U.S. Tax Code Outlines Gold IRA Rules
The Tax Payer Relief Act of 1997 made it possible to diversify your retirement savings further by adding gold to your IRA account. It effectively removed the barriers in the U.S. tax code that prevented such investments, and gave investors an alternative to traditional IRAs that hold stocks and bonds. This law, in addition to other parts of the U.S. tax code, outline the gold IRA rules for backing your retirement savings with precious metals. It is important to understand these rules before choosing to rollover your 401K and add gold or silver to your IRA.
Limits on Investment Options for Self-Directed IRAs
According to gold IRA rules, not just any IRA can hold precious metals. Instead, a self-directed IRA is needed. Self-directed IRAs allow you to combine traditional investments with gold or silver, or a number of other investments. It is important to note, however, that not all self-directed IRAs are created equally.

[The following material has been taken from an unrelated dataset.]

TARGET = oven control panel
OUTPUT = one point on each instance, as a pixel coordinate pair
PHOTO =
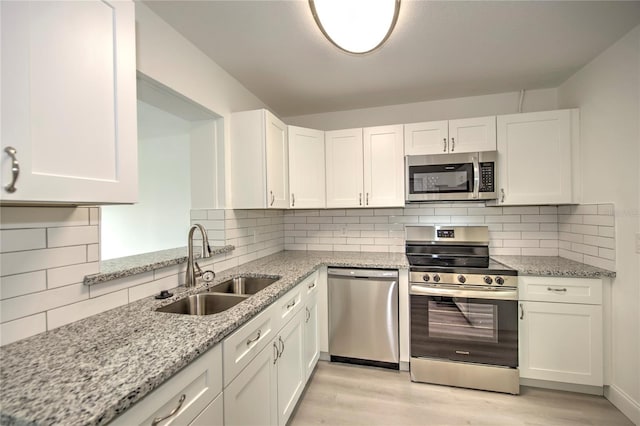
(466, 279)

The custodian you chose for your IRA will determine your options when it comes time to choose your investments. Some banks offer what they call self-directed IRAS, but then offer only a short list of options for investment. These usually include stocks, mutual funds and annuities, but leave out nontraditional investments. Others let you to invest in anything allowed by section 408 of the U.S. tax code, which outlines the gold IRA rules. This is the custodian you will be looking for if you want to back your retirement savings account with gold or another metal.
The tax laws list only what cannot be included in a self-directed IRA, and any other investment is allowed as long as it meets the other stipulations in the code. You can invest in approved metals, bank certificates of deposit, real estate, mortgages, energy investments, LLCs and other private businesses, corporate debt and even promissory notes. Section 408 only makes it illegal to hold art, antiques, collectibles, gemstones or life insurance in an IRA.
Only Investment Grade Metals Are Allowed
Self-directed IRAs can be backed by silver, palladium, gold or platinum, according to the U.S. tax code. The quality of the metals, however, is heavily regulated based on the gold IRA law. Gold must be at least 99.9 percent solid gold, or .999 pure, in order to be included in this type of investment. Because most coins do not meet this requirement, gold IRAs are typically backed by bullion bars or coins. There is an exception, though. American Eagle coins are only 91.6 percent pure, but are allowed. These are the only U.S. Mint gold coins that can back an IRA. Silver must be at least 99.5 percent pure, which rules out all coins aside from silver American Eagles or silver Canadian Maple Leaf coins.
Tax Advantages of Self-Directed IRAs
Because an IRA is designed to be a tax-deferred retirement savings account, gold IRAs have the same tax advantages as a traditional IRA. These advantages allow you to transfer or rollover holdings from a 401K or IRA into a metals IRA without having to pay taxes on your investment or incurring other penalties. At the same time, you cannot deduct losses in your account from your taxes.
There are some differences from traditional investments, though. You lose the option of capital gains treatment when you make a withdrawal of profits in a gold IRA. You can, however, choose to take possession of the physical gold that backs your investment when your term ends. This is not an option in a traditional IRA.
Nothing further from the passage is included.